Note: This review is from the 2019 Fringe

After a storming Fringe debut which saw an Edinburgh Comedy Awards Best Newcomer nomination for Vague, Maisie Adam returns to the Gilded Balloon with her second show Hang Fire, another hilarious hour from the crisp, consummate stand-up.

Hang Fire is largely about how we shouldn’t judge a book by its cover and the audience are presented with some anecdotes about the danger of making assumptions. The most obvious assumption frequently made about Adam is that she’s working-class because of her Yorkshire accent, when she’s actually middle-class. And, as the show progresses, we discover that there are other events happening in the show narrative that can’t be taken at face value. Private ‘indiscretions’ and public falls from grace collide in the vignettes and the audience begin to question their own moral compass and whether or not we’ve ‘owned’ our past transgressions.

When we arrive at the venue, six pieces of paper are suspended on a washing line: mugshots of people who made a split-second decision to do something illegal and got caught. They include Mick Jagger, Hugh Grant, Justin Bieber and Winona Ryder. Each faced public judgement for split-second mistakes after owning up to their wrongdoing. The identity of the final two pictures is a rug-pulling reveal which changes everything that’s gone before. The hour delivers consistently on laughs but is not afraid to veer into dark territory and spring shocks on the audience.
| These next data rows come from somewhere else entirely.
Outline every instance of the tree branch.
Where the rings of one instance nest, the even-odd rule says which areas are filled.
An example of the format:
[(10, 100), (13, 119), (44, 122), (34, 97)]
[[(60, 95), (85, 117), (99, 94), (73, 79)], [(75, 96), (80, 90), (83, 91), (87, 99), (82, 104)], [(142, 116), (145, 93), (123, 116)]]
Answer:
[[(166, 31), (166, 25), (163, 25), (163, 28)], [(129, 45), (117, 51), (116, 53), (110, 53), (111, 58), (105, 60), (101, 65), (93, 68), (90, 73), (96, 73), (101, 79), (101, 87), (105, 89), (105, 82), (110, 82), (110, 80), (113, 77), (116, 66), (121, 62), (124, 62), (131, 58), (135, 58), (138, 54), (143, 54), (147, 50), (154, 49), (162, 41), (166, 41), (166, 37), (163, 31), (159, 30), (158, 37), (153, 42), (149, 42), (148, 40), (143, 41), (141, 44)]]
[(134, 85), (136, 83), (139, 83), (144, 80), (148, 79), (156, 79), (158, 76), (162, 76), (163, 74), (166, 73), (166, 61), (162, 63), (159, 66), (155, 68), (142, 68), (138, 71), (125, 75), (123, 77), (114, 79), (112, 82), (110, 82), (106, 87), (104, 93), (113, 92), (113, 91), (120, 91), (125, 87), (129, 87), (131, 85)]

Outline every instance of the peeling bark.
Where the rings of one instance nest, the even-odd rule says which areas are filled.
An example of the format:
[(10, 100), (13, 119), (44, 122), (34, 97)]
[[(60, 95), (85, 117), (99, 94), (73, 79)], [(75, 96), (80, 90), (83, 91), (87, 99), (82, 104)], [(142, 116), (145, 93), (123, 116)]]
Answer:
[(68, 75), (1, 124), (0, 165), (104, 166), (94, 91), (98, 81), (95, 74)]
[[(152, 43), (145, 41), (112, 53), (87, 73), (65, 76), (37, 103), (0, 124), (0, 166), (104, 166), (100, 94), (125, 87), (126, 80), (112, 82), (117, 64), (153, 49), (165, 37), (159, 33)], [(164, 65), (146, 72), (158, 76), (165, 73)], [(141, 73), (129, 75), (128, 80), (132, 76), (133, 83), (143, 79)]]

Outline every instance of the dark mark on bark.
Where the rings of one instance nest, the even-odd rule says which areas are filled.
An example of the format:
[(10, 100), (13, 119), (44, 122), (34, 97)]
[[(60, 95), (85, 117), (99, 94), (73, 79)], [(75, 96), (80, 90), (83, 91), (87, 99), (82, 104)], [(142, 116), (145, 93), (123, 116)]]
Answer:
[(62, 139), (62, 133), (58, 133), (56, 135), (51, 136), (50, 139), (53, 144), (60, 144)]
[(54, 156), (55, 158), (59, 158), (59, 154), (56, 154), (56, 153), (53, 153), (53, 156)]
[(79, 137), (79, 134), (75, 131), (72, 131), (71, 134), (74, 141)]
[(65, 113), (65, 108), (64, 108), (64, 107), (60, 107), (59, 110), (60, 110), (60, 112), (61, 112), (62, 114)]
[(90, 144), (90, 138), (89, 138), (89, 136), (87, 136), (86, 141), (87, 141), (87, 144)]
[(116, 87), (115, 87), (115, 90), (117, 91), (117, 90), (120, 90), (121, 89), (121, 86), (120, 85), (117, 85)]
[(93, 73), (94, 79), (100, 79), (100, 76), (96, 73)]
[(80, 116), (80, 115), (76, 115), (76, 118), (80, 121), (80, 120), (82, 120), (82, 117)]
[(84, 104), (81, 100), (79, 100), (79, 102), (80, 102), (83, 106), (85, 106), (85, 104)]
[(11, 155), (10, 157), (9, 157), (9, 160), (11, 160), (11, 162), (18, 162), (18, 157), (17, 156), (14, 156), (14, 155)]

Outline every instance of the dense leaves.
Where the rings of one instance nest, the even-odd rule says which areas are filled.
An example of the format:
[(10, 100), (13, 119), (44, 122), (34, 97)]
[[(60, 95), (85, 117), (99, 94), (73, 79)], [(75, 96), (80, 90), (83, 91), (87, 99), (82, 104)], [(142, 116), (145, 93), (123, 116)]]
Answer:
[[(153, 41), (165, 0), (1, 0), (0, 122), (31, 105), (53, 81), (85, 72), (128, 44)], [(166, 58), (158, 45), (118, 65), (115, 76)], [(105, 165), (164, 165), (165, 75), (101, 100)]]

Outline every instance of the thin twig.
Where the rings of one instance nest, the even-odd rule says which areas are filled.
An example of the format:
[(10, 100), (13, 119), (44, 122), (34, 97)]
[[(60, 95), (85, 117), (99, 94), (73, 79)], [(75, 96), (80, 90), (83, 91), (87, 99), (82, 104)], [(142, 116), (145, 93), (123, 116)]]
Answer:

Adam is a gifted storyteller who draws on her own experiences to comic effect and the audience are happy to be taken along for the ride. Her stage presence belies her relative newcomer status and hints at a glittering career ahead. The comedian has managed to escape the curse of the ‘sophomore slump’ and has delivered a show just as fantastic as Vague with flashes of real brilliance and verve.